Storia e StorieI mille anni di San Giovanni del Toro, la chiesa dei patrizi ravellesi (1018-2018)
Inserito da (redazionelda), martedì 15 maggio 2018 14:57:20
Nel 2018, anno in cui ricorrono i duecento anni dalla soppressione della Diocesi, i centenari dell'elevazione a Basilica Minore dell'ex Cattedrale e della morte di fra Antonio Mansi, celebre figura del francescanesimo del primo Novecento, Ravello avrà la straordinaria opportunità di celebrare i mille anni di uno dei suoi monumenti più insigni: la chiesa di san Giovanni del Toro, Caput et mater aliarum ecclesiarum parochialium civitatis. Con questa espressione il vescovo Francesco Benni, agli inizi del Seicento, gli riconosceva solennemente il ruolo fondamentale svolto nella prassi sacramentale e liturgica nella Ravello altomedievale, in particolare nel lungo periodo che precedette l'istituzione della Diocesi, avvenuta nel 1086.

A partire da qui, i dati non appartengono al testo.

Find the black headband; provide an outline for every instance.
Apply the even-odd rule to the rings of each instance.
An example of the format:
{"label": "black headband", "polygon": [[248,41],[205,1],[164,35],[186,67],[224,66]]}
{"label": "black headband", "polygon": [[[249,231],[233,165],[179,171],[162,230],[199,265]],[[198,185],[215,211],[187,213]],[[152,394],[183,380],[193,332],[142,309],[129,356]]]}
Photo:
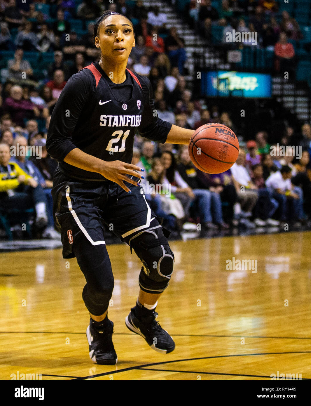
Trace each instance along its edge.
{"label": "black headband", "polygon": [[123,17],[124,17],[123,14],[120,14],[120,13],[116,13],[115,11],[110,11],[109,14],[103,14],[102,15],[101,15],[99,18],[97,19],[95,23],[95,26],[94,26],[94,38],[95,38],[95,37],[97,36],[97,30],[98,29],[99,26],[101,22],[103,20],[104,20],[106,17],[109,17],[112,14],[118,14],[119,15],[122,15]]}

Queste proprietà, spettanti in quota anche alla chiesa di san Pietro de Serea, il 15 maggio del 1018 erano vendute dal presbitero Giovanni a un gruppo di abitanti di Ravello, che allora era ancora un locus dictus, un villaggio o comunque una sede di aggregazione.

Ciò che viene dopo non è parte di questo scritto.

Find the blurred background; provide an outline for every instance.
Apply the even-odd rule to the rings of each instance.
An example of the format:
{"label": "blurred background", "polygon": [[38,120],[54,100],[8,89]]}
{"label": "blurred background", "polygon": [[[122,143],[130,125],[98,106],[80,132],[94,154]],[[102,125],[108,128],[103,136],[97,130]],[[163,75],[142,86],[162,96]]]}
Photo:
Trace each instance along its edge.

Facevano parte di questo consorzio alcuni esponenti delle famiglie de Maurone, Rogadeo, de Urso Maurone, Mucilo, de Rosa, Mastalo, de Iusto, Mastatola, Pironti e de Eufimia, i quali, "con l'ispirazione della bontà del Signore" e per la redenzione delle loro anime, decisero di costruire una chiesa e dedicarla a san Giovanni Battista.

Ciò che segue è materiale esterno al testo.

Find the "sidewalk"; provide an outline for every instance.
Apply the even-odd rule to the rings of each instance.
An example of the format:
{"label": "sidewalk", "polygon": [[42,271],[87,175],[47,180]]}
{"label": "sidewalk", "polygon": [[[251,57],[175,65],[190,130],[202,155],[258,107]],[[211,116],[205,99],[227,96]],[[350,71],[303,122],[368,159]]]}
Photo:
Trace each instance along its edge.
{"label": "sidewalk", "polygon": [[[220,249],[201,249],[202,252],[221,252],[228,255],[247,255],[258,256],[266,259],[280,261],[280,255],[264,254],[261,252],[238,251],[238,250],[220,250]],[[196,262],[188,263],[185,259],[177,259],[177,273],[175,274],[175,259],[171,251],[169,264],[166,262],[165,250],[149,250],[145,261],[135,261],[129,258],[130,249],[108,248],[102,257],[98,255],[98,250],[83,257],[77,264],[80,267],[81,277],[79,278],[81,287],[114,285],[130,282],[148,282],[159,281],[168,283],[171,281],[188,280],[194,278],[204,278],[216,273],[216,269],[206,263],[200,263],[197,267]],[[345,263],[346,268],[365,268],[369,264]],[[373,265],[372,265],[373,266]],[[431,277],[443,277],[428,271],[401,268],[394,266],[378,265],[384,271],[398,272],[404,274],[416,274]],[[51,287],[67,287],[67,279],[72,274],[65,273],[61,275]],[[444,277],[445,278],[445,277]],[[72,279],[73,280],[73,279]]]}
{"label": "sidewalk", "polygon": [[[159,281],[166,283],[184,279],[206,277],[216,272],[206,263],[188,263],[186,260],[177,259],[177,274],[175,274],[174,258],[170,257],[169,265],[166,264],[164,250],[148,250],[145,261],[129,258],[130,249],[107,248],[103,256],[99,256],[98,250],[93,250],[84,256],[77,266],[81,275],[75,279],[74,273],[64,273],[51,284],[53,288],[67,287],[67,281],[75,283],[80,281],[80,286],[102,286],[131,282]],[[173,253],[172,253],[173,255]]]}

In tempi più recenti, inoltre, grazie all'Istituto di Studi Atellani, è stato ripubblicato il IV volume dei Regii Neapolitani Archivi Monumenta, con traduzione italiana a fronte dei documenti, compreso quello di fondazione della nostra chiesa, a cura di Giacinto Libertini.
Agli inizi dell'Ottocento, la parrocchia fu annessa a quella della ex Cattedrale, pur riservandosi i parroci il titolo di san Giovanni del Toro. Così risultava dal verbale della Visita Pastorale dell'Arcivescovo di Amalfi, Francesco Maiorsini, del 20 maggio 1874, che informava della presenza di tre altari, rispettivamente dedicati a san Giovanni Battista, sant' Eustachio e a san Vincenzo Ferreri. Inoltre, lungo la navata sinistra, esisteva ancora la cappella di san Nicola, un tempo di patronato della famiglia Frezza, poi passata ai Torre di Amalfi, che ne avevano affidato gli oneri di messe al canonico atranese Francesco Gambardella. Negli anni settanta dell'Ottocento, i due parroci di san Giovanni erano D. Luigi Mansi, laureato in Sacra Teologia alla Regia Università di Napoli e da non confondere con l'autore di Ravello sacra-monumentale, e D. Pasquale Mansi. Tuttavia, i due sacerdoti officiavano solo nella ex Cattedrale, come era prassi dal momento dell'unione parrocchiale avvenuta nel 1812. Ma a dare nuovo impulso al luogo di culto provvide, nei primi decenni del Novecento, l'Arcivescovo Ercolano Marini, che desiderò dall'inizio del suo ministero rivedere officiate le chiese di san Giovanni del Toro e di santa Maria a Gradillo. Superate le difficoltà che si frapposero al suo proposito, decretò, il 7 ottobre 1930, il trasferimento a san Giovanni della Confraternita del ss. Nome di Gesù. Il sodalizio vi funzionò fino alla fino agli inizi degli anni Sessanta, quando ne era priore Tommaso Amato. In quegli anni cominciarono anche i lavori di restauro, al termine dei quali, il 26 aprile 1970, l'Amministratore Apostolico di Amalfi, Jolando Nuzzi, consacrava l'altare e al centro dell'abside centrale veniva posto l'antico crocifisso ligneo che si trovava sulla parte destra della cappella attigua a quella di san Pantaleone nell'ex cattedrale. A margine di quegli eventi il presule ebbe modo di constatare come restasse «quasi intatto lo splendore di questa chiesa, che a distanza di mille anni suscita la nostra ammirazione per la sua stupenda architettura e per l'inestimabile ricchezza della sua arte».